Dr. R. L. Beall of Lenior, who made a study of that day’s events, said the cannonading started at first daylight. The dismounted cavalry quickly seized effective control of the bridge and the men, crossing on the stringers, replaced the boards. This permitted the main body to enter the forest between the creek and Salisbury both dry and quickly.
Beall said the fighting and the cannon fire at the creak lasted until 8 a.m., about two hours. Units crossing the creek elsewhere flanked the batteries and they were abandoned.
This was the principal action involved in the Battle of Grants Creek, and it resulted in some casualties. The number of federals killed and wounded is not known nor is it known how many defenders were casualties. Beall said the federal dead were buried on the battlefield.
While shot and other evidence of the battle have been found along the creek, no gravesites have turned up. It was during this action that the poor quality of the “galvanized Irish” as converted Johnny Rebs were observed.

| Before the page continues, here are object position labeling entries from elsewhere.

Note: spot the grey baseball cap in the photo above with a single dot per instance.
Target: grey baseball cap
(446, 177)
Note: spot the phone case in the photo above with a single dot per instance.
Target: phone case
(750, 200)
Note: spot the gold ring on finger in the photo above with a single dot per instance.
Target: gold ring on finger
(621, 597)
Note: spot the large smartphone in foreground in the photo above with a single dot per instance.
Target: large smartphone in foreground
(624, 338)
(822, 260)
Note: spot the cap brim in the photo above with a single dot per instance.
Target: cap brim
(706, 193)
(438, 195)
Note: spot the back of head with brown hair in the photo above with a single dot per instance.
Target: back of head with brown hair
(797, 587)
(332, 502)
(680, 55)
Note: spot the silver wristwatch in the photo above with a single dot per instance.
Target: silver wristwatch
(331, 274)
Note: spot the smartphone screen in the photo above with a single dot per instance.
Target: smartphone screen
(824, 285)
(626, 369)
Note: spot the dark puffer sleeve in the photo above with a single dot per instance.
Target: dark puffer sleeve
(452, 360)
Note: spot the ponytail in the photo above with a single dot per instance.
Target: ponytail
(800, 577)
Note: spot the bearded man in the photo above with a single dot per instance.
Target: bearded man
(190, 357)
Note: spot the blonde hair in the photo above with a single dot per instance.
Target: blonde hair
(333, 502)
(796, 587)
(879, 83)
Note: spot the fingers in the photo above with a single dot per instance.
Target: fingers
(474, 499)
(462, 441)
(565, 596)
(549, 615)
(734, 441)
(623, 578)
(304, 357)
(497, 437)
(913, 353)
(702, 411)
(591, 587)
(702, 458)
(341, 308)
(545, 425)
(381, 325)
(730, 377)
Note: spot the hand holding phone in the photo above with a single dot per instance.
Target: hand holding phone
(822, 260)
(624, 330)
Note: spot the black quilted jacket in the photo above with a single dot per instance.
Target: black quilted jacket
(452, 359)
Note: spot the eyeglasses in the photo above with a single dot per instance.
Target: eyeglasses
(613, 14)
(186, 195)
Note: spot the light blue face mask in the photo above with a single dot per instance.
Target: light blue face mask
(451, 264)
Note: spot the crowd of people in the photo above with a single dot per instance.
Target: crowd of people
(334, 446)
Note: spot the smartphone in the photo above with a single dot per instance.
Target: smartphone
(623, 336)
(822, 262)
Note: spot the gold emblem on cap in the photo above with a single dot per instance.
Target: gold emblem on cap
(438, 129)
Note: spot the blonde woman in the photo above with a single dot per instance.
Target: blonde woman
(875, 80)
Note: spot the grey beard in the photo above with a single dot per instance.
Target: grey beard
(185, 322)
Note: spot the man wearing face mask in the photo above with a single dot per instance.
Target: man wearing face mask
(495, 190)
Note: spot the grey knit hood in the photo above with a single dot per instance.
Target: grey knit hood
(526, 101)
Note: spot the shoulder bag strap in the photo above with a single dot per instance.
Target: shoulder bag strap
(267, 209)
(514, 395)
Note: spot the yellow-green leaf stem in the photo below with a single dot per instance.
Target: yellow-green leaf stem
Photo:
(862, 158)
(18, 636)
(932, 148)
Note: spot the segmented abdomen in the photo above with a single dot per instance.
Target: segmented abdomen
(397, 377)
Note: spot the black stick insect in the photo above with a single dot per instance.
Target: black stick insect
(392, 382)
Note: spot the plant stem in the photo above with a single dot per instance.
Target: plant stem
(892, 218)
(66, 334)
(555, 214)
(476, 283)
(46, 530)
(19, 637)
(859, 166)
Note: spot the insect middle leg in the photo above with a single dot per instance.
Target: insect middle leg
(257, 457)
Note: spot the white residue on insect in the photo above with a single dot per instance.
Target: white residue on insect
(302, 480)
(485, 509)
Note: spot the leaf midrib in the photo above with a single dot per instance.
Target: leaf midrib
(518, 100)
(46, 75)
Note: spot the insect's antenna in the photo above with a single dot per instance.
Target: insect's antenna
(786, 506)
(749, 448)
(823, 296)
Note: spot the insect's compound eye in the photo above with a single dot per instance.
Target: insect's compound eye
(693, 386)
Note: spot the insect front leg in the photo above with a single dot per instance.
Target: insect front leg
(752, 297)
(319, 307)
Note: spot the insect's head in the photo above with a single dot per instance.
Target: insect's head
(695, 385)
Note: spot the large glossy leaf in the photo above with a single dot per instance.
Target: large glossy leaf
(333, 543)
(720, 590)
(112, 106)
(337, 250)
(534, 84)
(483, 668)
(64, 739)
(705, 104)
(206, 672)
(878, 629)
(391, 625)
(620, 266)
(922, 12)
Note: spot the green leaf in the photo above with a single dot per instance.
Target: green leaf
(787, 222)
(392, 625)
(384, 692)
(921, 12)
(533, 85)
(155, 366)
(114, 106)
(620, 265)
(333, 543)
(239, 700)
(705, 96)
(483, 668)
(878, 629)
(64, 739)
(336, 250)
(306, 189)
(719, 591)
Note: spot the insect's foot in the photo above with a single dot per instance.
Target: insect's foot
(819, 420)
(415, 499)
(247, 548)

It was noted by one Union witness: “As they were charged by our men their cannon was fired over the heads of the charging party, who, as they came nearer, were greeted with cheers for the old flag.”
Guards joined defense
Many of the defenders, described by Brown as “regular” troops, were further described by another as actually guards from the abandoned prison. These were generally too old or too young for Confederate service and in most cases either untrained for combat or unwilling to risk their skins at a time when everyone knew the war was about to end.
One young boy later recalled that, attracted by the action, he had watched the defenders flee into the woods. But apparently there were only a few points of minor resistance involving individual or small groups.

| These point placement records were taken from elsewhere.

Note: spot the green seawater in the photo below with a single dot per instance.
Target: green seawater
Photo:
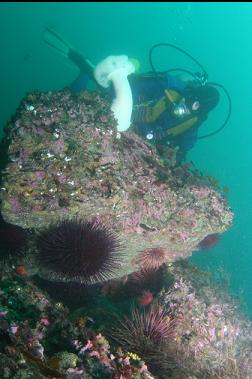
(219, 35)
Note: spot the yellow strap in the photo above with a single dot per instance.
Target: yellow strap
(154, 112)
(183, 127)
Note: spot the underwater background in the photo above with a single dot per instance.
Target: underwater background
(219, 35)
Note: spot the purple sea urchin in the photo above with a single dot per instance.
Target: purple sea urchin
(80, 251)
(150, 335)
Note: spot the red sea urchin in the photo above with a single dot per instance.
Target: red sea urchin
(80, 251)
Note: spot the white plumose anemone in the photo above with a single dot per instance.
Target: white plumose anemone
(116, 69)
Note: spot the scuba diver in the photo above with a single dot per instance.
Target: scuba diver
(162, 108)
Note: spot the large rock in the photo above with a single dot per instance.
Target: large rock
(65, 159)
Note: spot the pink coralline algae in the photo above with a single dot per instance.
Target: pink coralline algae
(78, 165)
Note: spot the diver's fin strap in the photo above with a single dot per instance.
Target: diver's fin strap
(183, 127)
(154, 112)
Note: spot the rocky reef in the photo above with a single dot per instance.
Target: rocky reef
(96, 229)
(66, 159)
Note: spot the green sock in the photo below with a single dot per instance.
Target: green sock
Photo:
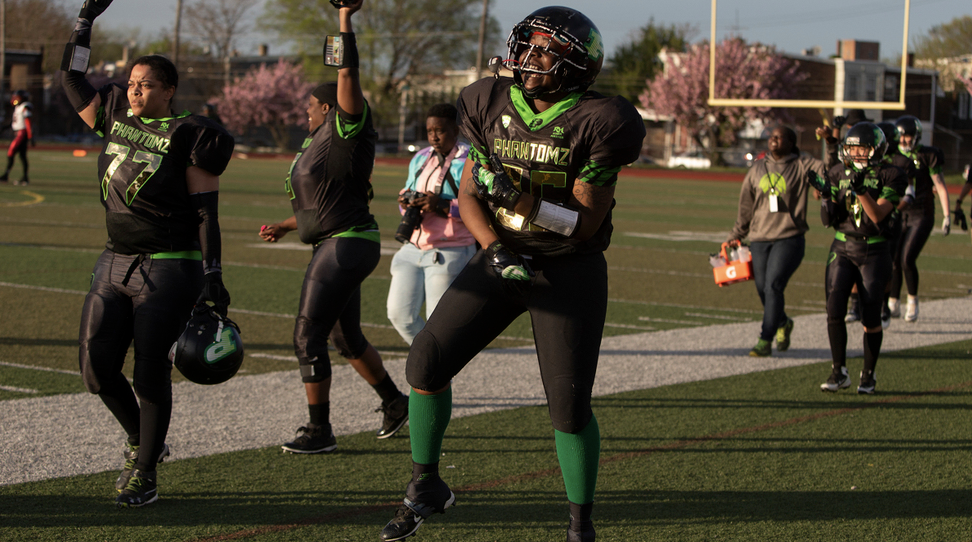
(428, 418)
(579, 455)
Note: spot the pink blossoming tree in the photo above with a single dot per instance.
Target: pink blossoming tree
(273, 97)
(743, 70)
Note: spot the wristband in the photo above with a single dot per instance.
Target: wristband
(556, 218)
(341, 51)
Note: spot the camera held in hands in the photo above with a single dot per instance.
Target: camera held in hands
(411, 219)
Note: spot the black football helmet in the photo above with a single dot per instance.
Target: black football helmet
(578, 62)
(19, 97)
(210, 350)
(863, 134)
(908, 125)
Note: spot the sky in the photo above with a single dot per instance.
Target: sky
(790, 25)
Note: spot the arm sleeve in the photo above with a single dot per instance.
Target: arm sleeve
(472, 105)
(747, 203)
(210, 147)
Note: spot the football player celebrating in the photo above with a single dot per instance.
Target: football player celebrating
(159, 179)
(537, 194)
(23, 134)
(857, 200)
(918, 218)
(329, 187)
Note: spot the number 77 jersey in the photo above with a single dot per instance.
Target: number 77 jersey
(584, 138)
(142, 174)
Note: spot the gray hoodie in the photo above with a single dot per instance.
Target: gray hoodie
(787, 179)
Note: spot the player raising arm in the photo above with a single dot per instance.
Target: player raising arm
(158, 175)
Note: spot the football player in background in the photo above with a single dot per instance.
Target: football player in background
(23, 134)
(330, 187)
(918, 217)
(537, 194)
(857, 200)
(159, 179)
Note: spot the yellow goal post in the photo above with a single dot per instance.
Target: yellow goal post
(825, 104)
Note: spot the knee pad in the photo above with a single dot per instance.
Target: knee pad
(423, 359)
(314, 371)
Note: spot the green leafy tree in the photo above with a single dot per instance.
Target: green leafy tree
(397, 39)
(636, 61)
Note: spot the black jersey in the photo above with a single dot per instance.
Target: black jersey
(885, 181)
(330, 179)
(142, 168)
(584, 137)
(927, 161)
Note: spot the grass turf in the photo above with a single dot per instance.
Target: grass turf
(751, 457)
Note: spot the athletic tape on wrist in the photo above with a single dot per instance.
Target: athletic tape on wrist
(556, 218)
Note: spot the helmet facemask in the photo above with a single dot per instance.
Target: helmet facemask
(863, 136)
(569, 65)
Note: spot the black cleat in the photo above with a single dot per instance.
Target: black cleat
(315, 440)
(131, 457)
(141, 490)
(422, 499)
(395, 416)
(585, 535)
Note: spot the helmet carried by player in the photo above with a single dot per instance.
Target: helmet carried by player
(574, 42)
(908, 126)
(866, 135)
(210, 350)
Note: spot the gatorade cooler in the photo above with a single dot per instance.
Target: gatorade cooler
(733, 271)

An exchange of gunfire in the yard of the Shober home near the railroad bridge on Ellis Street was recalled. Another noted a brief exchange of fire at the site of future Livingstone College.
These skirmishes would have involved Union troops crossing Grants Creek on the old Mocksville Road and on the old Wilkesboro Road near Macay’s millpond.
John I. Shaver, who was a boy living on East Innes Street at the time, later told J. Allan Dunn, Salisbury historian and lawyer, about the fighting at the Wilkesboro road site and at the old M.L. Jackson homeplace.
Shaver also told Dunn that a Confederate officer, Frank McNeely of Salisbury, engaged two Yankee officers in a running duel at East Innes.
He killed them both, Shaver said, the last one at Arlington Street.
The official records note that 1,346 defenders were captured and imprisoned.
These included the gentle Dr. Jethro Rumple, pastor of the First Presbyterian Church, who was soon freed. It did not included the firebrand editor of The Carolina Watchman, J.J. Bruner.
He had, in his own words, “lit out” after the town was captured and hid out at Herrington Heights, the hills that overlooks I-85 off East Innes. The rush of events was too swift by permit formal surrender of the town.
A young boy, William Nicol Wood, later reminisced that the mayor of Salisbury tried to approach the raiders with a flag of truce. A trooper promptly cut it down.
The battle of Grants Creek was over by 9 a.m., and the occupation of Salisbury was complete only a few hours later.